There were several important developments in the startup space on Wednesday. Here’s a wrap of the top startup headlines.
IPO-bound Paytm to form payments unit
IPO-bound payments company Paytm is looking to turn its payment aggregator business into a new subsidiary called Paytm Payments Services Limited as the deadline to adhere with the Reserve Bank of India’s payment aggregator rules inches closer.
The company will seek approval for the same from its stakeholders through the extraordinary general meeting scheduled for September 23. In the letter to shareholders, Paytm said the transfer of its payments business will be made on a slump sale basis for a lump sum of ₹275-350 crore, which it will receive in five equated annual instalments.
In March 2020, the Reserve Bank of India (RBI) issued new guidelines for payment aggregators and payment gateways, in a bid to further regulate the sector. The guidelines stated that non-banking entities offering payment aggregator services need to apply for fresh authorization.
The guidelines also stated that the non-banking entities will have to separate their payment aggregator and gateway businesses from their marketplace business.
T Rowe Price MFs markup Paytm valuation by 16% ahead of IPO: Report
Mutual funds managed by US-based investment management firm T Rowe Price have marked up fintech unicorn Paytm's shares by over 16% from the original acquired price, according to the Economic Times.
At least two mutual funds priced Paytm shares at $295 apiece at the end of the June-quarter compared to the original $254. The increase is nearly 57% if one compares it with the valuation in the year-ago quarter, when shares were marked down to $188, the report added.
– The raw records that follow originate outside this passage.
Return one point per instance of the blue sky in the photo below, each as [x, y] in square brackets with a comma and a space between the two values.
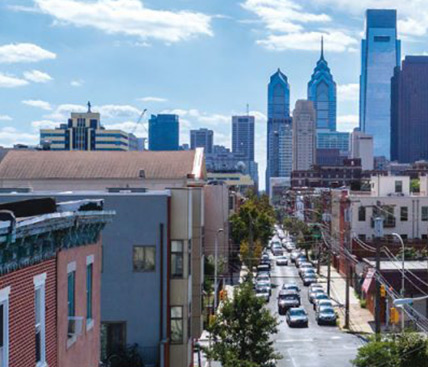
[203, 59]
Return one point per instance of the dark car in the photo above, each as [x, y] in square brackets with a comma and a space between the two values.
[326, 316]
[291, 287]
[297, 317]
[286, 300]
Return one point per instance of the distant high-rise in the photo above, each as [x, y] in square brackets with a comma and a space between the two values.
[322, 92]
[164, 132]
[243, 136]
[409, 112]
[279, 129]
[380, 54]
[202, 138]
[304, 136]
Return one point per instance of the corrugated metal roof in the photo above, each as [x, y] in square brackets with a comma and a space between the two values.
[41, 165]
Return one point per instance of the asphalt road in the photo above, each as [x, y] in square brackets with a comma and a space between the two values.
[315, 346]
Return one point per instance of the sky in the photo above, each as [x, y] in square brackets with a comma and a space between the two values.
[202, 59]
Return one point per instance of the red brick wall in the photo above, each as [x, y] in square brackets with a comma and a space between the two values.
[85, 352]
[22, 349]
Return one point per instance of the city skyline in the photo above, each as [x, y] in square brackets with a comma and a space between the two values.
[49, 72]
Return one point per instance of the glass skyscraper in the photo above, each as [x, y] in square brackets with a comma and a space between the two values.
[164, 132]
[380, 54]
[322, 92]
[279, 129]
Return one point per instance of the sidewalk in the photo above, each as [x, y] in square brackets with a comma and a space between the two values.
[360, 318]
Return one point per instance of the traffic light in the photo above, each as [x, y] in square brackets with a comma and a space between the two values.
[394, 316]
[382, 291]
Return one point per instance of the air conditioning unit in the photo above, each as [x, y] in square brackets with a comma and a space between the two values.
[75, 326]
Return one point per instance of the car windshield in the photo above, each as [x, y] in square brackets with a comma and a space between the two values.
[297, 313]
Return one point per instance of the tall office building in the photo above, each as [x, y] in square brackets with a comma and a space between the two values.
[409, 112]
[243, 136]
[202, 138]
[380, 54]
[322, 92]
[304, 136]
[164, 132]
[84, 131]
[279, 129]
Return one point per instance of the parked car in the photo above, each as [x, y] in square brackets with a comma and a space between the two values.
[308, 279]
[319, 297]
[282, 261]
[326, 316]
[291, 287]
[324, 303]
[313, 293]
[297, 317]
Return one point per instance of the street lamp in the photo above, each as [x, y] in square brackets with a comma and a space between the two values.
[220, 230]
[402, 276]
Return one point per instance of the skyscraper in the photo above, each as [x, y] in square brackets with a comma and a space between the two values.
[409, 112]
[243, 136]
[202, 138]
[380, 54]
[164, 132]
[322, 92]
[304, 136]
[279, 129]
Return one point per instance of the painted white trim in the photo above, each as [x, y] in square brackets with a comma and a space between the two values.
[4, 294]
[71, 267]
[40, 280]
[89, 259]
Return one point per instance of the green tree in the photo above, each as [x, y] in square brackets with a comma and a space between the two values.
[242, 331]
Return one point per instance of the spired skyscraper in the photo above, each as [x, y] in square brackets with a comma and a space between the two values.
[380, 54]
[279, 129]
[322, 92]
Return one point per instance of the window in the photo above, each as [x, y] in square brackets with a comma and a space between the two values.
[404, 213]
[399, 186]
[113, 338]
[425, 213]
[144, 259]
[177, 259]
[89, 281]
[39, 303]
[4, 327]
[177, 324]
[362, 214]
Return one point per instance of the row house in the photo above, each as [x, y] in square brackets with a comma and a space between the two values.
[50, 283]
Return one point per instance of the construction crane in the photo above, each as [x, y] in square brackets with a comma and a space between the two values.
[139, 121]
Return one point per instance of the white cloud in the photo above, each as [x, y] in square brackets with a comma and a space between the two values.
[153, 99]
[10, 136]
[347, 122]
[37, 76]
[129, 17]
[77, 83]
[10, 81]
[348, 92]
[335, 41]
[24, 52]
[38, 104]
[44, 124]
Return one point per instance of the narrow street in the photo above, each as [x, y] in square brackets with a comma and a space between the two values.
[315, 346]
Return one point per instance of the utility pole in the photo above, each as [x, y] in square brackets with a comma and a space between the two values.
[378, 235]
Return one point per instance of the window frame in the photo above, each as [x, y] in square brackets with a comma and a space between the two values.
[4, 301]
[181, 341]
[143, 269]
[178, 254]
[40, 286]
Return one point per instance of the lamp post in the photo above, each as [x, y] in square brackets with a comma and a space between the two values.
[220, 230]
[402, 276]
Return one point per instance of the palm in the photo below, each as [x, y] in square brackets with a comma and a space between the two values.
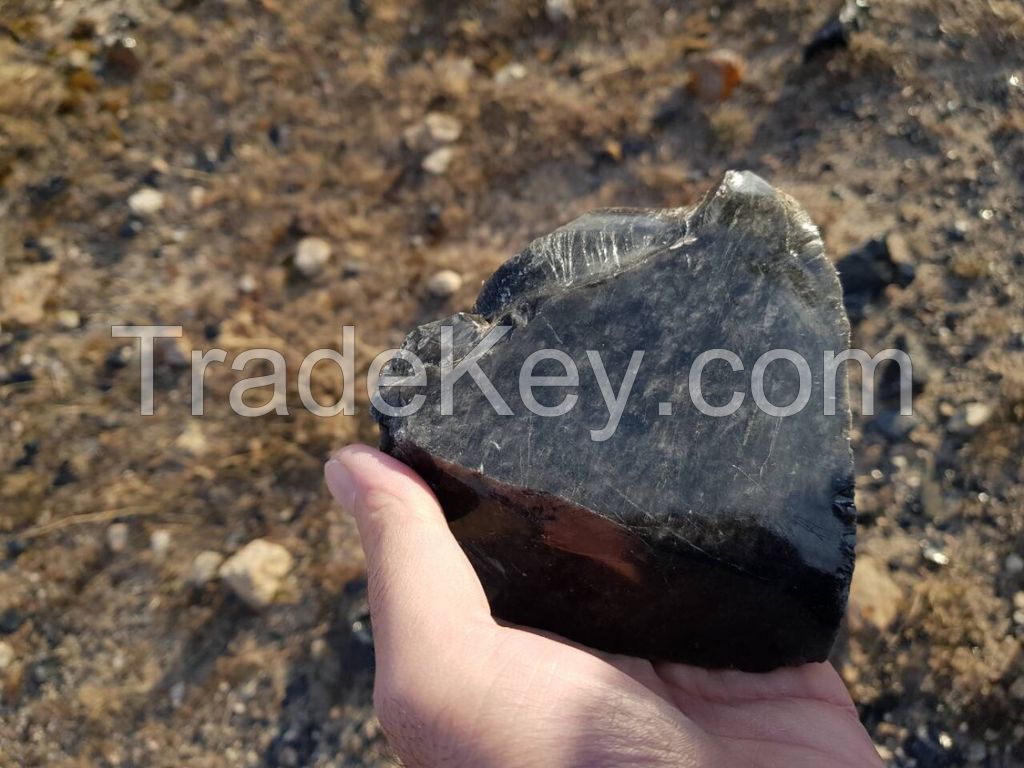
[793, 717]
[456, 688]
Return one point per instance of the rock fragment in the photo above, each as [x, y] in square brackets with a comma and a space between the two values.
[6, 655]
[311, 255]
[117, 537]
[255, 572]
[441, 285]
[721, 540]
[146, 202]
[438, 161]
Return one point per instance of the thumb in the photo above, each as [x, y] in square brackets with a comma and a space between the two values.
[421, 586]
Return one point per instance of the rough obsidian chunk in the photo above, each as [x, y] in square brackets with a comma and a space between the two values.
[720, 541]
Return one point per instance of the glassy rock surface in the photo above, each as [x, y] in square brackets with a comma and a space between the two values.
[725, 541]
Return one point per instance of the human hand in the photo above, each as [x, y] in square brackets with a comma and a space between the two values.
[454, 687]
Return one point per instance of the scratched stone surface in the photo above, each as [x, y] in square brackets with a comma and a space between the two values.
[716, 540]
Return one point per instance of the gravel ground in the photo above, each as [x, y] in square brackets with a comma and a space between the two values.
[161, 162]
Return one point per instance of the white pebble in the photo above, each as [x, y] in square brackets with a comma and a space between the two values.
[560, 10]
[6, 655]
[146, 201]
[444, 283]
[69, 318]
[976, 414]
[255, 571]
[442, 128]
[160, 542]
[117, 537]
[438, 161]
[311, 256]
[510, 73]
[247, 284]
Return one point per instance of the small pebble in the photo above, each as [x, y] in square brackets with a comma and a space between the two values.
[311, 256]
[937, 556]
[975, 752]
[146, 202]
[69, 318]
[6, 655]
[247, 284]
[255, 571]
[160, 542]
[117, 537]
[560, 10]
[204, 568]
[510, 73]
[317, 649]
[444, 283]
[438, 161]
[443, 129]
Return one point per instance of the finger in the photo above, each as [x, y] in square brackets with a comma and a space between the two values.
[423, 591]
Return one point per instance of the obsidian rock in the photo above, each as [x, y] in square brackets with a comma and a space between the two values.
[720, 541]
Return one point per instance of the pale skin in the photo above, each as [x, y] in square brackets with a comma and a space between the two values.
[454, 687]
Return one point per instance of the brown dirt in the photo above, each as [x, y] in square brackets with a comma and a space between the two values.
[263, 122]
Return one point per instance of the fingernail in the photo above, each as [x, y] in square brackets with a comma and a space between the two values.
[339, 481]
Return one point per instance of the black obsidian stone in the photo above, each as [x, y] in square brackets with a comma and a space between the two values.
[725, 541]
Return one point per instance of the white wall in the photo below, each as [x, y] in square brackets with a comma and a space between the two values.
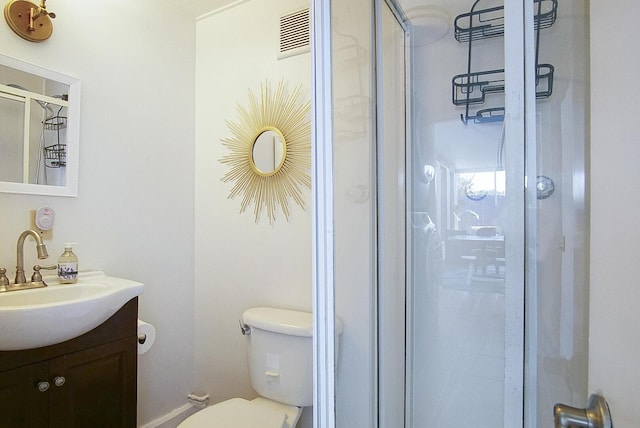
[241, 264]
[134, 214]
[615, 204]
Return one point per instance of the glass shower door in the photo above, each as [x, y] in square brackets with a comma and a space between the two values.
[495, 294]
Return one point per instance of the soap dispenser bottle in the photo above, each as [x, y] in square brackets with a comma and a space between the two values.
[68, 266]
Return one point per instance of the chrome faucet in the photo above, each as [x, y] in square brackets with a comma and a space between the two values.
[40, 247]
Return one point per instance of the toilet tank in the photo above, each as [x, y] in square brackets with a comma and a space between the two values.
[280, 354]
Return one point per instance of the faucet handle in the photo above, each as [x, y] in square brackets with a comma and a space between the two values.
[37, 277]
[4, 281]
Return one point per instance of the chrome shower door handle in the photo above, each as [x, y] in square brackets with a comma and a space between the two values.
[596, 415]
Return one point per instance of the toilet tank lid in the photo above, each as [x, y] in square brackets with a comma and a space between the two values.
[283, 321]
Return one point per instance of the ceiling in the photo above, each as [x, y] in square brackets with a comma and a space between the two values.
[197, 8]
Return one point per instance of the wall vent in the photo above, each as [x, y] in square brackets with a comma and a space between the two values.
[295, 33]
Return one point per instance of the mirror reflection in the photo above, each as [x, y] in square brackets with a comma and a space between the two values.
[268, 152]
[38, 130]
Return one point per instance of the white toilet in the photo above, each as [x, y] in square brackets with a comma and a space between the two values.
[280, 356]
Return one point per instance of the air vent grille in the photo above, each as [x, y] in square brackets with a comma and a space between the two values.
[295, 33]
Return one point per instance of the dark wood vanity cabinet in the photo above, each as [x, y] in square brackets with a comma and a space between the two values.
[86, 382]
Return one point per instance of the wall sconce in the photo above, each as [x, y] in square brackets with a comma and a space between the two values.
[28, 20]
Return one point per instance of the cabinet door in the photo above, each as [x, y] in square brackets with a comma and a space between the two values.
[22, 403]
[99, 388]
T Rowe Price, which has invested in major publicly listed technology firms like Zoom and Coupang, first invested in Paytm in 2019 as part of a $1 billion funding round. Paytm has filed for a $2.2 billion IPO, which is expected in October end.
Trifecta Capital launches third venture debt fund
Venture debt firm Trifecta Capital has launched its third venture debt fund, targeting a corpus of Rs1,500 crores for its latest fund.
The fund, with a target corpus of Rs1,000 crores ($133 million) and a greenshoe option of Rs500 crore ($ 67 million), will be the largest in the series of venture debt funds managed by the firm, it said in a statement. It aims to serve the rapidly growing financing opportunities for Indian startups.
Earlier this year, the firm announced the final close of its Venture Debt Fund – II at $140 million, which it started raising in 2019.
The firm has made 140 investments over the last six years. Trifecta Capital’s Venture Debt Funds have invested approximately Rs2,200 crores ($293 million) in over 85 startups.
The Trifecta Venture Debt Fund’s portfolio now has 11 Unicorns and more than 15 Soonicorns, with businesses including Big Basket, Pharmeasy, Cars24, Vedantu, Infra.Market, ShareChat, Dailyhunt, UrbanCompany, CarDekho, Blackbuck, Ninjacart, NoBroker, Kreditbee, Dehaat, Turtlemint, Servify, Livspace and BharatPe amongst several others. The portfolio is cumulatively valued at $33 billion.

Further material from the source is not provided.